La recherche sur le cannabis médical continue sa progression. Il y a encore quelques dizaines d’années, la majeure partie du monde percevait le cannabis comme une drogue menaçante. Non seulement la légalisation a permis à des millions de personnes d’accéder à la plante pour lutter contre une liste croissante de troubles et maladies, mais l’acceptation croissante signifie que les scientifiques sont désormais à même d’explorer le cannabis et ses constituants dans ses plus fins détails.

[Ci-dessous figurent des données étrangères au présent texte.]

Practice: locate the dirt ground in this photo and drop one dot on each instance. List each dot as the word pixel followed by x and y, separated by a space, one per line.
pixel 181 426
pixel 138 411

À présent, les chercheurs sont aux stades précoces de l’examen du potentiel du cannabis contre une maladie qui pose de véritables défis : la drépanocytose. Provoquant des gonflements, des douleurs et des infections fréquentes, ces symptômes peuvent-ils être combattus à l’aide du cannabis ? Découvrez la réponse ci-dessous.

Qu’est-ce que la drépanocytose

La drépanocytose est aussi parfois appelée anémie falciforme. Tandis que certaines maladies ont une cause environnementale, la drépanocytose trouve ses racines dans des mutations génétiques au sein du gène encodant l’hémoglobine.

Il y a des chances pour que le mot hémoglobine vous rappelle les cours de SVT. Cette protéine contenant le fer se retrouve dans les globules rouges et leur donne justement cette couleur. Ces cellules sont vitales à la survie humaine et ont pour mission de transporter l’oxygène vers le reste du corps et de faire revenir le dioxyde de carbone vers les poumons.

Les molécules d’hémoglobine servent de sites de liaison pour les globules rouges qui leur permettent le transport de l’oxygène. En cas de drépanocytose, un trouble génétique provoque un défaut dans l’hémoglobine, ce qui provoque une modification de la forme des globules rouges et leur fait prendre une forme de faux (falciforme). Cette forme inhabituelle peut provoquer un tas de complications et de symptômes.

  • Comment l’anémie falciforme survient-elle ?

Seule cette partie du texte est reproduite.